Jurys citoyens : la citoyenneté peut se … « dérouiller » !

Rolland, Marie-Paule, Frédéric, Vincent, Corinne, Clémence, Camille, Jean-Pascal, Alexandre, Alison, David, Laurence, Valérie, Patrick, Catherine, Olivia : ils étaient seize à participer au Jury citoyen[1] qui s’est réuni dans les locaux confortables et lumineux mis à notre disposition par le CJD, avenue Georges V. Ils venaient de l’Ile-de-France, de Touraine, d’Alsace ou du Nord. Livreur, employé dans la restauration, enseignante, femme au foyer, étudiant…ils étaient de milieux différents, simplement mis en présence par un même tirage au sort sur des listes téléphoniques.

La question qui les réunissait était loin d’être de celles qu’on se pose tous les jours : la gestion de la mobilité permise par le traçage des déplacements (vidéosurveillance, géolocalisation, billettique) est-elle compatible avec le respect de la vie privée ? Pourtant, pendant deux week-ends, ils ont examiné sous tous les angles les incidences possibles de ces technologies sur notre liberté d’aller et venir. D’abord avec l’appui d’experts de ces domaines, professionnels ou chercheurs, favorables et critiques. Ensuite entre eux pour tenter de voir à quelles conditions ces technologies pouvaient être utiles sans devenir trop intrusives dans nos vies.

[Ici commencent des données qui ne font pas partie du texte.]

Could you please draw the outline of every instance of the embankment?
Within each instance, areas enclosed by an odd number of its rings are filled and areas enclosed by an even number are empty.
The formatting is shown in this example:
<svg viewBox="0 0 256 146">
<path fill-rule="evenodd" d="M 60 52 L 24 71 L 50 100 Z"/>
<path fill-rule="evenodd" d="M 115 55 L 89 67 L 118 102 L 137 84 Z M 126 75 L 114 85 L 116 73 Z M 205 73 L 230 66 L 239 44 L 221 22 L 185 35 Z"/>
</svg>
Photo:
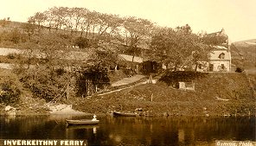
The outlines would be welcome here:
<svg viewBox="0 0 256 146">
<path fill-rule="evenodd" d="M 79 111 L 98 114 L 142 108 L 144 114 L 152 116 L 255 116 L 255 80 L 249 82 L 246 75 L 208 73 L 193 82 L 195 91 L 157 82 L 103 96 L 75 98 L 70 102 Z"/>
</svg>

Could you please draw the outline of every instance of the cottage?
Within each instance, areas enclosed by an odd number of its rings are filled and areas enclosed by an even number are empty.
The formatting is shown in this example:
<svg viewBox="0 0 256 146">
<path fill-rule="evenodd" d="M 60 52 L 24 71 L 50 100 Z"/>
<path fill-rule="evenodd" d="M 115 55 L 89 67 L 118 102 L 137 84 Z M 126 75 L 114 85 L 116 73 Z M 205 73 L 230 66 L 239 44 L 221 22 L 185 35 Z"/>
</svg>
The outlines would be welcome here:
<svg viewBox="0 0 256 146">
<path fill-rule="evenodd" d="M 214 38 L 214 42 L 219 45 L 212 46 L 212 51 L 209 53 L 209 60 L 208 62 L 202 61 L 197 71 L 208 72 L 230 72 L 231 71 L 231 53 L 229 50 L 228 36 L 226 35 L 224 29 L 221 31 L 207 35 Z M 218 39 L 216 39 L 218 38 Z M 221 41 L 220 41 L 221 40 Z"/>
<path fill-rule="evenodd" d="M 214 46 L 210 53 L 209 72 L 230 72 L 231 53 L 223 46 Z"/>
</svg>

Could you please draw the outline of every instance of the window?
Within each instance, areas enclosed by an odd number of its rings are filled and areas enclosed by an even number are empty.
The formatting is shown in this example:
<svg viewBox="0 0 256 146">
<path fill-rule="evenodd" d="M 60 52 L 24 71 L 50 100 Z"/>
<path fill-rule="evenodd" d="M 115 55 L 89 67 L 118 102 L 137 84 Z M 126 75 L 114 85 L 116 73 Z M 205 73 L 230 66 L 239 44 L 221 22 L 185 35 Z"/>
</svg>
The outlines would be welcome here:
<svg viewBox="0 0 256 146">
<path fill-rule="evenodd" d="M 198 68 L 202 69 L 202 64 L 198 64 Z"/>
<path fill-rule="evenodd" d="M 221 53 L 221 54 L 219 55 L 219 59 L 225 59 L 225 54 L 224 54 L 224 53 Z"/>
<path fill-rule="evenodd" d="M 221 69 L 225 69 L 224 64 L 221 64 Z"/>
</svg>

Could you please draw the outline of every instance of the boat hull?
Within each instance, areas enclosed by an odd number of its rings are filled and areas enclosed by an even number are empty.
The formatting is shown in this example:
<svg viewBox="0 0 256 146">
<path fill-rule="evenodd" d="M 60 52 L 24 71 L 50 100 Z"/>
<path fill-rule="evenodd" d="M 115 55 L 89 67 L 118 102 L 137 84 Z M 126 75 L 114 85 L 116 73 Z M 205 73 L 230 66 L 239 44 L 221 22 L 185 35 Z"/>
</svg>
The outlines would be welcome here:
<svg viewBox="0 0 256 146">
<path fill-rule="evenodd" d="M 113 111 L 113 116 L 115 117 L 136 117 L 136 113 L 129 113 L 129 112 L 118 112 Z"/>
<path fill-rule="evenodd" d="M 94 125 L 99 123 L 99 120 L 67 120 L 66 119 L 66 123 L 68 125 Z"/>
</svg>

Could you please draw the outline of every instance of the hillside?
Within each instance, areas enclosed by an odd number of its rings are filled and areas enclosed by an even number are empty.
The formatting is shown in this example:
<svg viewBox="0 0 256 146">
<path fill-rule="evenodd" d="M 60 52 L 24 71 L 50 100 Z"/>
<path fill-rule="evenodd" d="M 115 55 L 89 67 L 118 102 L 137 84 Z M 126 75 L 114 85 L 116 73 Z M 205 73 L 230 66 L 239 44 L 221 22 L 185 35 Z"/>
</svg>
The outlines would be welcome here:
<svg viewBox="0 0 256 146">
<path fill-rule="evenodd" d="M 250 71 L 256 68 L 256 39 L 231 44 L 232 63 Z"/>
<path fill-rule="evenodd" d="M 255 79 L 252 78 L 249 84 L 243 73 L 208 73 L 194 80 L 195 91 L 157 82 L 103 96 L 75 98 L 70 104 L 79 111 L 103 114 L 142 108 L 144 114 L 155 116 L 255 115 Z"/>
</svg>

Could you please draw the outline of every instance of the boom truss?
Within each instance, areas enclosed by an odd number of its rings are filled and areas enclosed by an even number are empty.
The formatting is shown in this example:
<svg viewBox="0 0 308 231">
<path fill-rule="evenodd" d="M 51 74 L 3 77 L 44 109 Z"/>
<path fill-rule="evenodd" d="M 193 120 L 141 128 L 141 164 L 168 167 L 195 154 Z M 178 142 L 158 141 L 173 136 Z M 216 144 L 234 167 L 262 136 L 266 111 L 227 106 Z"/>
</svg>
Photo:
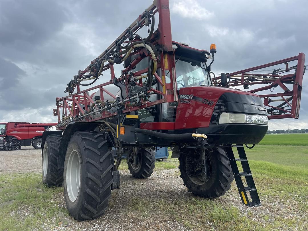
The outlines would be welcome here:
<svg viewBox="0 0 308 231">
<path fill-rule="evenodd" d="M 289 63 L 296 61 L 296 65 L 289 67 Z M 263 98 L 270 119 L 298 119 L 303 77 L 306 69 L 305 62 L 305 54 L 300 53 L 296 56 L 228 73 L 229 80 L 228 86 L 243 86 L 244 89 L 249 89 L 249 86 L 253 87 L 254 89 L 248 91 Z M 256 73 L 264 68 L 274 68 L 282 64 L 285 67 L 274 69 L 267 74 Z M 221 76 L 217 78 L 218 84 L 220 79 Z M 215 78 L 212 80 L 215 81 Z M 259 87 L 260 84 L 266 86 Z M 272 93 L 268 92 L 270 90 Z"/>
</svg>

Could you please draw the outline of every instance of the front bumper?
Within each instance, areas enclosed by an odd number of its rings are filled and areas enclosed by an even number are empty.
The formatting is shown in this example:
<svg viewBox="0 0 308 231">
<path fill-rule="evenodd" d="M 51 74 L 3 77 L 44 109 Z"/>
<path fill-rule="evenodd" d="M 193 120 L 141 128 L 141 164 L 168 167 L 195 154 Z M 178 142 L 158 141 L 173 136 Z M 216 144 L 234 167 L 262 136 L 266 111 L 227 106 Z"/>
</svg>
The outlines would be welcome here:
<svg viewBox="0 0 308 231">
<path fill-rule="evenodd" d="M 207 128 L 196 128 L 205 134 L 209 144 L 257 144 L 264 137 L 267 125 L 243 124 L 211 124 Z"/>
</svg>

Comme à chaque fois dans ces jurys citoyens, ce qui frappe, c’est l’effort de conciliation d’enjeux souvent contradictoires non pas par des compromis mous mais par la mise en avant forte de ce qui n’est pas acceptable (par exemple la géolocalisation des enfants comme moyen de surveillance de leurs déplacements) et par une demande tout aussi forte d’être informés de ce qui se fait souvent à notre insu (comme la transmission de nos coordonnées à des fins commerciales). Pas de conversion spectaculaire des technophiles en technophobes ou inversement. Simplement une vigilance plus grande de tous et une envie d’être associés aux décisions prises sur ces sujets.

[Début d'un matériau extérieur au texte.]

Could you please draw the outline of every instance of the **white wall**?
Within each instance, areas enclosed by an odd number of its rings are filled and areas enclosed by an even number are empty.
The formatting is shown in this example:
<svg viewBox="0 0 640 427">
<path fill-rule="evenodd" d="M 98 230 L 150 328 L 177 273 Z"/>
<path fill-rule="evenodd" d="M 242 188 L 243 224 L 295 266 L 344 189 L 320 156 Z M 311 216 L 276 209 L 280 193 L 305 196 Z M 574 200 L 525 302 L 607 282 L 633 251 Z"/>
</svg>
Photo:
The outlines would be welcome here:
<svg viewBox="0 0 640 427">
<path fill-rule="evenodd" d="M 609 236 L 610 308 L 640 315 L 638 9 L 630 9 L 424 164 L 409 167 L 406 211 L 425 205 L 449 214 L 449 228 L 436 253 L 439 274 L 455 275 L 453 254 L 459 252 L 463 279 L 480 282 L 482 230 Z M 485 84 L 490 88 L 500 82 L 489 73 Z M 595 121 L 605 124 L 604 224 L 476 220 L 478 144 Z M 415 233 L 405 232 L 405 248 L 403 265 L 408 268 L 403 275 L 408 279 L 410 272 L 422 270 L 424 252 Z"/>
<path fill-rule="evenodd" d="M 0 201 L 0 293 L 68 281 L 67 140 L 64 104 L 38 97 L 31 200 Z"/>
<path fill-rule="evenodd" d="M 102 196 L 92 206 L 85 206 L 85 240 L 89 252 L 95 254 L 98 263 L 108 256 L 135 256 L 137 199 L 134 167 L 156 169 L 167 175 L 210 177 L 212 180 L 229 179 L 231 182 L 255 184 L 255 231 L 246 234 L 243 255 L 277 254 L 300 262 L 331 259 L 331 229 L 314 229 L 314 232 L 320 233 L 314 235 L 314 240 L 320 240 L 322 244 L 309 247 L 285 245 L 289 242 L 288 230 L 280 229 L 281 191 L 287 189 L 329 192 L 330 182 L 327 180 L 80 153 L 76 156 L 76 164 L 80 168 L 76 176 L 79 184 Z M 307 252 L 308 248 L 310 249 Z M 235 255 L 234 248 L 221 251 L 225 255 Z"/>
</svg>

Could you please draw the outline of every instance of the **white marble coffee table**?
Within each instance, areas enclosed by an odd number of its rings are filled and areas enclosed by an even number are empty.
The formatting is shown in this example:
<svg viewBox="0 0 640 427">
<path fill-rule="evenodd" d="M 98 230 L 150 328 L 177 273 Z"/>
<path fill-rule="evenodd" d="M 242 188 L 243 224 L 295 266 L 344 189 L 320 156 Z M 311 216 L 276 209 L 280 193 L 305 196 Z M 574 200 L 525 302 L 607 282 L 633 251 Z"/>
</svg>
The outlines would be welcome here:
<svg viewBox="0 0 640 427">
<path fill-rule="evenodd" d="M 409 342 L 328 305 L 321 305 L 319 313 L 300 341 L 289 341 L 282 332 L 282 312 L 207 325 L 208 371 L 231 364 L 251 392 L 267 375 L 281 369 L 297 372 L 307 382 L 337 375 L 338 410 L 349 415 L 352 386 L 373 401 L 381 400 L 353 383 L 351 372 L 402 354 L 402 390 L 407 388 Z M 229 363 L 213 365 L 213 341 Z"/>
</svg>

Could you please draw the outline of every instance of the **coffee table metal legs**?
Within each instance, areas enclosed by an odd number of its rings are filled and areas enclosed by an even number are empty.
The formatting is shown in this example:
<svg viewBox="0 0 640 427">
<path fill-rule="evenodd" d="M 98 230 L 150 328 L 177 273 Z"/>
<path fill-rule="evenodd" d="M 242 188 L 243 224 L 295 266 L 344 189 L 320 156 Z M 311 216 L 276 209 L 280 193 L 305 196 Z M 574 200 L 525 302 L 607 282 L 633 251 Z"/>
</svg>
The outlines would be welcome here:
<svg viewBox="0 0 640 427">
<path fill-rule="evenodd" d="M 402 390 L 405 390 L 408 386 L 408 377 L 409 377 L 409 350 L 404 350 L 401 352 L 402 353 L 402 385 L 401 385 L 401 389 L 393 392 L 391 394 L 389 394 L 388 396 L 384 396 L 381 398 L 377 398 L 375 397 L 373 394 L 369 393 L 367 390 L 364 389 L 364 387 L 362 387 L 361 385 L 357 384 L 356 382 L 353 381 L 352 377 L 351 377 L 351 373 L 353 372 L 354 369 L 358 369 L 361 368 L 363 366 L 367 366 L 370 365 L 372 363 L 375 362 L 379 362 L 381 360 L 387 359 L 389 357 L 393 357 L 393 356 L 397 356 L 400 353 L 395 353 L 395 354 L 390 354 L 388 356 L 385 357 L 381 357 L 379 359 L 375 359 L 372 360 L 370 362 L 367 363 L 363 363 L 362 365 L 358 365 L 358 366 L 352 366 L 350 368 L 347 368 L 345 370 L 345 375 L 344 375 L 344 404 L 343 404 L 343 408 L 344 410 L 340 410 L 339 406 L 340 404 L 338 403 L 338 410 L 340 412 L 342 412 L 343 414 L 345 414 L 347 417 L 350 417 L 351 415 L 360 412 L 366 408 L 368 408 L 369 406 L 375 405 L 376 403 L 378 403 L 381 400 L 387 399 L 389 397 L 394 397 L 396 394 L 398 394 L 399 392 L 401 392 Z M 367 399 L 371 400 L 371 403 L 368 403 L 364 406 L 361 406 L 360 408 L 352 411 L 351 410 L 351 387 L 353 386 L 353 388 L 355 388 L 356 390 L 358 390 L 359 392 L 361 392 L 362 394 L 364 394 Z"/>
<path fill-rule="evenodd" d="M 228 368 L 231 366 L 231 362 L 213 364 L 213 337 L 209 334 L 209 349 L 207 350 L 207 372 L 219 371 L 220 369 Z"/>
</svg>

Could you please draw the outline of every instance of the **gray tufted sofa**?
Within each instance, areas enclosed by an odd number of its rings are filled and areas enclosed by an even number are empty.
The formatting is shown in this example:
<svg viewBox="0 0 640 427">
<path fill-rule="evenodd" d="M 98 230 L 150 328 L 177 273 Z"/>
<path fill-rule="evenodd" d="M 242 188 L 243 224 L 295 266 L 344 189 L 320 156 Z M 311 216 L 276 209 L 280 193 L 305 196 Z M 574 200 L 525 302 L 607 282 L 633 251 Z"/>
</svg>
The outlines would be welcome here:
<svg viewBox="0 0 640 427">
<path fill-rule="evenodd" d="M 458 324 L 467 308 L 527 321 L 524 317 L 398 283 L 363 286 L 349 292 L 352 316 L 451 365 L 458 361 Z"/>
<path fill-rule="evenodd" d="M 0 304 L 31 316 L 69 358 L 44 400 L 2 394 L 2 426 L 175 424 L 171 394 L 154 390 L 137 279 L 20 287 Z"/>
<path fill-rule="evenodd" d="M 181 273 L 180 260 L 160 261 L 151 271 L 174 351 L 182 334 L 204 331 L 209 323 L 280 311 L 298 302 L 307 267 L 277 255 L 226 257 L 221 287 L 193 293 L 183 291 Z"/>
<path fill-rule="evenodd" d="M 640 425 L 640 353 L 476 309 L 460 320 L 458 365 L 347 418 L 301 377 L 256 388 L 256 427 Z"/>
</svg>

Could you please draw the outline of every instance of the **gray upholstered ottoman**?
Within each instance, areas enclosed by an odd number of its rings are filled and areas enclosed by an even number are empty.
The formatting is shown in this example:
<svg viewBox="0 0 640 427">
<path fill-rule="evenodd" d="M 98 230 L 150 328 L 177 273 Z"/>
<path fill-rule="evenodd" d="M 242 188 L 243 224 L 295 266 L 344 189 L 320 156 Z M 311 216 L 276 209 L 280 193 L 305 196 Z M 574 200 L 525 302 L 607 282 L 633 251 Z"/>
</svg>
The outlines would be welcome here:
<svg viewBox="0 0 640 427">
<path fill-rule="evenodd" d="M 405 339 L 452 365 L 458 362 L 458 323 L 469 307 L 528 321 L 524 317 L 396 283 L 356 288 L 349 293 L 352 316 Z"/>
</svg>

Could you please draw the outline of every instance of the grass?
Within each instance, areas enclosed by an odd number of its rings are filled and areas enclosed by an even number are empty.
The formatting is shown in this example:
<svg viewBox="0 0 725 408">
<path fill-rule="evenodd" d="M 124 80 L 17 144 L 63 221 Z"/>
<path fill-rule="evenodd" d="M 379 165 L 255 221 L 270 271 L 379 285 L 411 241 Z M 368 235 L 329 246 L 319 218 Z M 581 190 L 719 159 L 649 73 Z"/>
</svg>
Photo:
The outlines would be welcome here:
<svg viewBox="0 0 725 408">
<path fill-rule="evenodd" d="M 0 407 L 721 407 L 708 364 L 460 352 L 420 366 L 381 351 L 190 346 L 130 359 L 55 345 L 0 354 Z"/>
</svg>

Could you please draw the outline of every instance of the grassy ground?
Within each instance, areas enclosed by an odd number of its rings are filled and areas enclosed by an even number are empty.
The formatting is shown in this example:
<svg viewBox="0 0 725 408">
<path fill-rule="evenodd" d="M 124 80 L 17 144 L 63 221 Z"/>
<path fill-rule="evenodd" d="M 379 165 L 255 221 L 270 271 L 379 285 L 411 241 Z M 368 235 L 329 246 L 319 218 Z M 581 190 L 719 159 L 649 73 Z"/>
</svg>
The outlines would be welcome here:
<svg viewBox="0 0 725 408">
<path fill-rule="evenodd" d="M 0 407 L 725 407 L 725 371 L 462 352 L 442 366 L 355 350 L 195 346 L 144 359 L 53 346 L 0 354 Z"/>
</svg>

Dimanche, à l’issue de ces deux week-ends studieux, les participants étaient unanimes pour s’étonner et se réjouir. Se réjouir d’avoir eu la chance de donner leur avis, s’étonner que ce genre de pratiques ne soient pas plus développées. Je ne doute pas que tous ceux qui ont déjà participé à un jury, une conférence, un atelier citoyen – peu importe la dénomination – retrouveront dans ce rapide témoignage des similitudes avec ce qu’ils ont vécu eux-mêmes. On peut en effet constater, jury après jury, que la capacité de délibération citoyenne, est bien une constante. Le repli sur la sphère privée et l’indifférence aux enjeux collectifs ne sont donc pas une fatalité !  Ils ne sont en fait que le produit d’un manque de sollicitation des capacités que nous avons tous et qui, finalement,  se « dérouillent » plutôt vite (au prix de quelques maux de tête, parfois, liés à l’attention soutenue que suppose l’exercice !).

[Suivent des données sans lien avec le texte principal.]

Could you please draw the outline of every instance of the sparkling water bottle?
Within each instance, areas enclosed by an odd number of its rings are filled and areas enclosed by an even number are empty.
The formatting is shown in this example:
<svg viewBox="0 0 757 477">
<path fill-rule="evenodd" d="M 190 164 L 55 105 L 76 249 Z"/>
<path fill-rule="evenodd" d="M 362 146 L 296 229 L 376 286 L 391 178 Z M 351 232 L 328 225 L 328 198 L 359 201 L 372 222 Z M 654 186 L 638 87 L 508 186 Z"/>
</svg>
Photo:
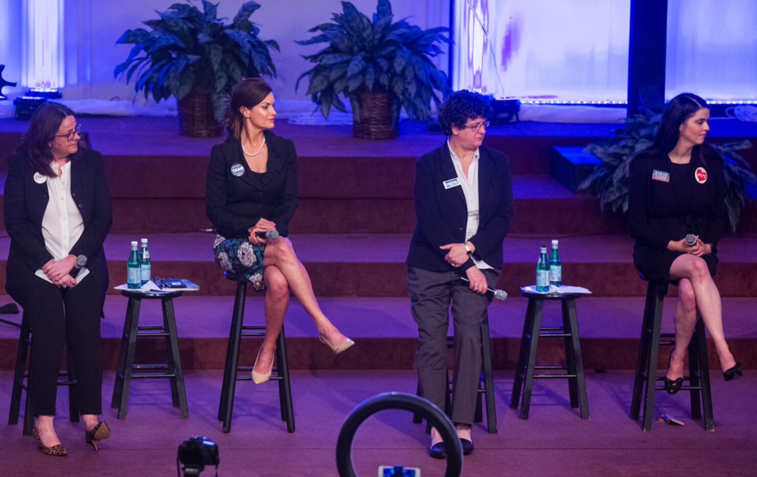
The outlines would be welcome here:
<svg viewBox="0 0 757 477">
<path fill-rule="evenodd" d="M 147 282 L 150 281 L 151 277 L 151 263 L 150 262 L 150 251 L 147 249 L 147 239 L 142 240 L 142 250 L 139 252 L 139 261 L 140 261 L 140 277 L 142 277 L 142 284 L 144 285 Z"/>
<path fill-rule="evenodd" d="M 139 253 L 137 252 L 137 241 L 132 240 L 132 252 L 129 254 L 129 261 L 126 262 L 126 285 L 129 288 L 142 287 L 141 265 Z"/>
<path fill-rule="evenodd" d="M 552 240 L 552 252 L 550 253 L 550 284 L 559 287 L 562 283 L 562 262 L 557 250 L 557 240 Z"/>
<path fill-rule="evenodd" d="M 547 246 L 541 246 L 539 261 L 536 262 L 536 291 L 550 290 L 550 260 L 547 258 Z"/>
</svg>

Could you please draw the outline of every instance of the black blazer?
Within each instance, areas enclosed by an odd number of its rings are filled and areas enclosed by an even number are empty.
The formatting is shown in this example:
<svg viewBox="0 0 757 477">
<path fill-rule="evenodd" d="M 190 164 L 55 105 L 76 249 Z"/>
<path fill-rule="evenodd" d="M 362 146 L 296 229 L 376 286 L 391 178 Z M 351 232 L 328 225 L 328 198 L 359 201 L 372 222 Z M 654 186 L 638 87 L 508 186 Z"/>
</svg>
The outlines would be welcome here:
<svg viewBox="0 0 757 477">
<path fill-rule="evenodd" d="M 415 203 L 417 225 L 410 240 L 407 265 L 431 271 L 453 270 L 439 247 L 465 241 L 468 207 L 460 186 L 445 189 L 444 182 L 457 177 L 447 141 L 416 164 Z M 507 156 L 481 146 L 478 157 L 478 231 L 470 238 L 475 256 L 495 268 L 503 264 L 502 241 L 512 219 L 512 181 Z M 475 266 L 469 259 L 461 271 Z"/>
<path fill-rule="evenodd" d="M 32 286 L 34 272 L 51 259 L 42 237 L 42 217 L 49 195 L 47 182 L 34 181 L 35 171 L 20 150 L 8 160 L 5 181 L 5 230 L 11 237 L 11 249 L 5 267 L 5 290 L 23 306 L 24 301 L 34 299 Z M 71 197 L 84 221 L 84 231 L 70 253 L 87 257 L 86 267 L 100 290 L 101 302 L 107 290 L 107 263 L 102 244 L 105 241 L 113 214 L 111 194 L 102 166 L 100 153 L 79 150 L 71 163 Z"/>
<path fill-rule="evenodd" d="M 695 175 L 699 167 L 707 173 L 701 184 Z M 653 174 L 669 181 L 655 180 Z M 680 240 L 687 234 L 717 246 L 725 220 L 725 178 L 717 153 L 708 154 L 706 164 L 698 154 L 686 166 L 673 164 L 667 155 L 641 156 L 631 161 L 628 221 L 637 246 L 665 250 L 670 240 Z"/>
<path fill-rule="evenodd" d="M 297 208 L 297 151 L 294 143 L 263 131 L 268 145 L 265 174 L 247 165 L 241 143 L 229 136 L 210 150 L 205 188 L 205 210 L 216 231 L 226 238 L 247 237 L 248 229 L 261 218 L 276 222 L 286 237 Z M 232 173 L 233 166 L 244 172 Z"/>
</svg>

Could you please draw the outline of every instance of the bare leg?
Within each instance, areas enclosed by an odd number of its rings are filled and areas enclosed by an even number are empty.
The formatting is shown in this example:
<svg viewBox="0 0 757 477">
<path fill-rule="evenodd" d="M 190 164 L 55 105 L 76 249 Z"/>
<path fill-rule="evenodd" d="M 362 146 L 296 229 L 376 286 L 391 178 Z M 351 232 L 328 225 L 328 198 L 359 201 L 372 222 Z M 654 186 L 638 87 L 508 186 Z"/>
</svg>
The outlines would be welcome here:
<svg viewBox="0 0 757 477">
<path fill-rule="evenodd" d="M 34 423 L 34 427 L 39 434 L 39 440 L 46 448 L 51 448 L 61 443 L 61 439 L 58 438 L 58 434 L 55 433 L 55 428 L 53 426 L 54 418 L 55 416 L 37 416 L 37 420 Z"/>
<path fill-rule="evenodd" d="M 261 374 L 267 373 L 273 363 L 276 339 L 289 305 L 289 284 L 281 270 L 276 265 L 266 264 L 263 269 L 263 279 L 266 282 L 266 302 L 263 308 L 266 337 L 263 340 L 260 358 L 255 363 L 255 371 Z"/>
<path fill-rule="evenodd" d="M 319 333 L 332 344 L 338 344 L 347 339 L 321 311 L 313 293 L 313 285 L 307 271 L 298 259 L 288 240 L 280 237 L 272 240 L 266 246 L 263 259 L 266 264 L 276 266 L 284 275 L 294 296 L 313 318 Z"/>
<path fill-rule="evenodd" d="M 709 332 L 718 352 L 720 367 L 727 370 L 736 364 L 734 355 L 728 349 L 723 333 L 723 315 L 721 308 L 720 293 L 709 274 L 707 264 L 700 257 L 684 254 L 673 262 L 670 267 L 671 278 L 687 278 L 691 282 L 696 299 L 696 307 L 702 314 L 705 327 Z M 676 337 L 678 339 L 678 336 Z"/>
<path fill-rule="evenodd" d="M 684 359 L 696 326 L 696 298 L 688 278 L 678 282 L 678 302 L 675 307 L 675 348 L 665 376 L 675 380 L 684 376 Z"/>
</svg>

Les chercheurs et experts qui ont accompagné le groupe sont tous repartis en se disant frappés de la maturité des débats, ravis d’avoir consacré leur samedi à cette expérience pour eux inédite. Trois d’entre eux, venus au départ pour une simple intervention, se sont pris au jeu et sont restés pour assister aux échanges. Un des intervenants en a parlé au sein d’une association professionnelle et a trouvé un tel écho qu’on lui a demandé un article sur le sujet !

Je suis sûr que c’est ainsi, de proche en proche, que ces pratiques démocratiques d’un nouveau type se développeront et seront prises en compte dans la décision publique. A ce propos, il serait intéressant de parvenir à recenser les initiatives prises. Elles se multiplient en ce moment, à toutes les échelles de territoire. Un signe encourageant pour la démocratie.

 


[1] Ce jury citoyen était organisé dans le cadre du Predit, programme national de recherche sur les transports piloté par le Ministère de l’Ecologie et du Développement durable. Il était mis en œuvre par une équipe de Synergence pilotée par Martin Vielajus et moi.